It’s not often that the chairman of a studio exits his job and then sits down in a room full of industry insiders to answer questions as to why he did it.
That’s just what Steve Mosko did Thursday night.
On Wednesday, news broke that Mosko was leaving his post as head of Sony Pictures Television. As the announcement was rippling through the industry, many wondered if he would keep his pre-planned talk at the Paley Center in Los Angeles on Thursday on the books. Surprising many, he did.
In fact, the moderator of the discussion, Indiewire’s Michael Schneider, flat out admitted that he called Mosko directly the night before and said, “Are we still doing this?”
Mosko was all in. In fact, he seemed quite jovial and, to just the average spectator, almost gleeful about the end of his Sony tenure and the beginning of what might be next for him.
“It’s been brewing for a while,” Mosko said of his departure. “I just turned 60. … It was a really good time to take a step back and decide what to do for the next five to ten years. In life, if you’re not 100 percent in on something, you need to take a deep breath and figure it out. You’re always going through times where you’re in a process of something and you look at it and say, ‘You know what, it’s time to do something different.'”
While Schneider didn’t shy away from asking the tough questions, specifically trying to get Mosko to admit that it was due to reported company infighting, specifically with Sony Pictures Entertainment CEO Michael Lynton, that he led to his leaving his post, Mosko wouldn’t bite, only saying, “People are going to believe what they’re going to believe, but we built an amazing organization during our 13-year [run together].”
Mosko, whose contract was set to expire in November, had been in the midst of conversations about his future with the studio, which is currently home to a slate of highly acclaimed series, including NBC’s The Blacklist, AMC’s Better Call Saul, Starz’s Outlander and syndication giants Wheel of Fortune and Jeopardy.
Following news of his departure, SPT announced Thursday morning that Mosko will transition to a consulting role with the studio.

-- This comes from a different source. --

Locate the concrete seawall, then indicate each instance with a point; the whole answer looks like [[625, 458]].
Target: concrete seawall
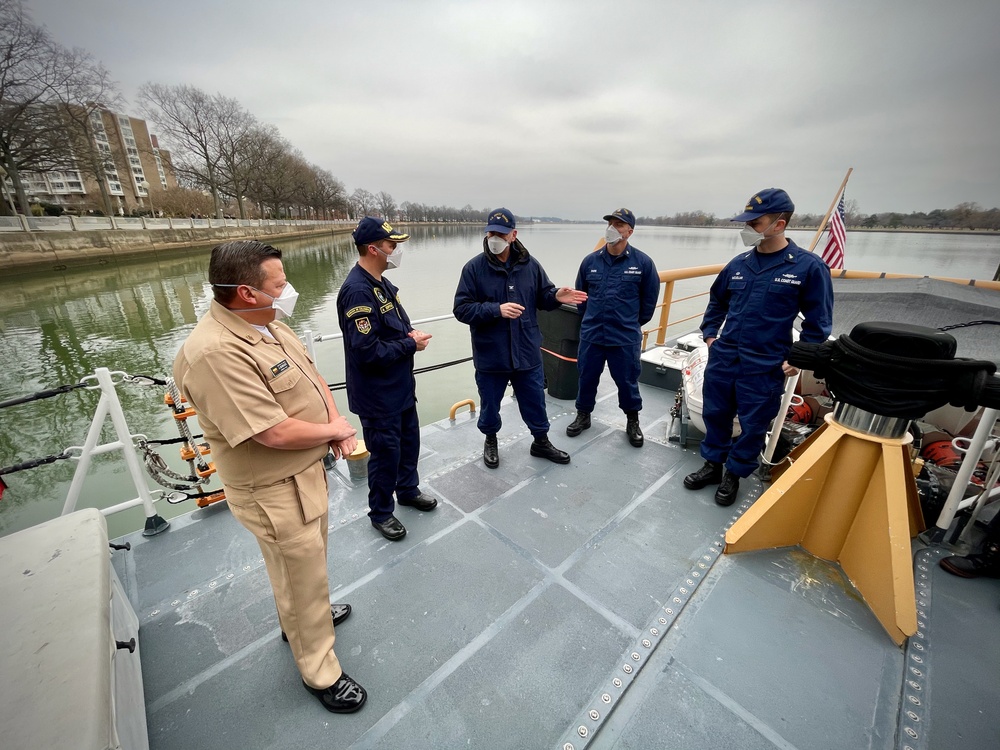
[[57, 251]]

As part of a structural realignment of the television unit, SPT leadership will be shared among co-presidents of U.S. programming and production Zack Van Amburg and Jamie Erlicht; Andy Kaplan, president of worldwide networks; Keith Le Goy, president of distribution; and Amy Carney, president of advertiser sales and research. Each will now report directly to Lynton.

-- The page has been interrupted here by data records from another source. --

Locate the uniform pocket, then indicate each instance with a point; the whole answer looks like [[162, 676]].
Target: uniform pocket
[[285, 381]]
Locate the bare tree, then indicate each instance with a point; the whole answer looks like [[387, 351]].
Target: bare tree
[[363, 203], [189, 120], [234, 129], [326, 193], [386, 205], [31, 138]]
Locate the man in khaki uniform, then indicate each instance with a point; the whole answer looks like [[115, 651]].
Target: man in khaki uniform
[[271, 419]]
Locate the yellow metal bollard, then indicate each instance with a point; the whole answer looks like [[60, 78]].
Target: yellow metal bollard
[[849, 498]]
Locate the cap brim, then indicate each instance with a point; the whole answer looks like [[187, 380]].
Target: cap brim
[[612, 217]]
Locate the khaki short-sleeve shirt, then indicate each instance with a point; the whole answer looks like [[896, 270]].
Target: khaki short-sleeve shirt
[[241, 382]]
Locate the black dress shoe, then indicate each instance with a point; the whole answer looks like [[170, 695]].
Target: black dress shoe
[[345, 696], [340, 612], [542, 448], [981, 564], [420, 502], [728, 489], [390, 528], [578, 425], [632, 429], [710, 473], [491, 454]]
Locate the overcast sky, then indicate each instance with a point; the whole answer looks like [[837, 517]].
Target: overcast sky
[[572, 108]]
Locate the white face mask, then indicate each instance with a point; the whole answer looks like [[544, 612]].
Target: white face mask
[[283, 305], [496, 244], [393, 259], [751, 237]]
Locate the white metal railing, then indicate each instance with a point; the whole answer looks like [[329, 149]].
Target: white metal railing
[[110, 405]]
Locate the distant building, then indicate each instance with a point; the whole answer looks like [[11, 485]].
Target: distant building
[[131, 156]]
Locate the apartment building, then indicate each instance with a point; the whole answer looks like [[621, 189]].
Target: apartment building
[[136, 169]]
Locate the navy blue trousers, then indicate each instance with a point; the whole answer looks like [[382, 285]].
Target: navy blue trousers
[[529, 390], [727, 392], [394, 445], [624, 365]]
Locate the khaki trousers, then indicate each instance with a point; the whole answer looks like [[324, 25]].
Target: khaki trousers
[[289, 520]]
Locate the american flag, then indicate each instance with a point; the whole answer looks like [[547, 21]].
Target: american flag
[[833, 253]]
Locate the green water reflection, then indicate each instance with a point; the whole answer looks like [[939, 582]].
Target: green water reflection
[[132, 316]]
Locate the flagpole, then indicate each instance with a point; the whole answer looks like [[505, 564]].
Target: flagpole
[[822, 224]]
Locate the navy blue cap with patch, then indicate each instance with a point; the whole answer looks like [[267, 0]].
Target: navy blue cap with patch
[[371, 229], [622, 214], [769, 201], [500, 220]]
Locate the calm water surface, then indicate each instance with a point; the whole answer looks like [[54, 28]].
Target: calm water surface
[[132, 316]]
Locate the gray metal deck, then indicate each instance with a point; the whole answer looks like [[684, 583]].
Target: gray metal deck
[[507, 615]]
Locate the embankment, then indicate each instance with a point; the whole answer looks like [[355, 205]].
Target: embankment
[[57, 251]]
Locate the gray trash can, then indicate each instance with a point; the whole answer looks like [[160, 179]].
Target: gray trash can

Schneider attempted to get Mosko to comment on the fact that under his leadership the television division at Sony had been contributing more than 60% of the studio’s operating income, but a leaked email during the Sony hack showed that Mosko felt the television division wasn’t getting the respect it warranted within the company.
“I don’t think that’s a ‘Sony issue,’ but an industry one,” Mosko stated firmly. “Television tends to be somewhat the stepchild of the industry and it is what it is,” he said. “The Hollywood machine is built around big movies. Television is this little bit blue-collar business… it’s the working side of the business.”
Speaking specifically about the hack, Mosko said, “The bottom line, when you go through something like that, when you are attacked, and your character is attacked and everything about your being is under siege… It was like being at war in a foxhole. The whole experience brought everybody closer together.”
Just hours before Mosko’s Q&A, Sony lost another exec as the president of the Motion Picture Group, Doug Belgrad, announced he was leaving after two years in that post. Belgrad had been with the studio for 27 years. He’ll now move into a producing position.
Amid all of these announcements, the Sony board was meeting held in San Diego Thursday.
As Schneider joked that this conversation was actually Mosko’s exit interview, Mosko seemed to go along, using the time to reminisce about some of his successes, saying, ““One of the things I’m most proud of about my time at Sony is that I was involved with the best comedy of all time with Seinfeld,” he said. “I was [also] involved with the greatest TV drama of all time with Breaking Bad.”
When asked about his about his future plans, Mosko was resolute in his response. “Let me be clear about this — I’m not going away, I’m just changing addresses. I’m keeping my mind wide open to a lot of different opportunities. But I love television.”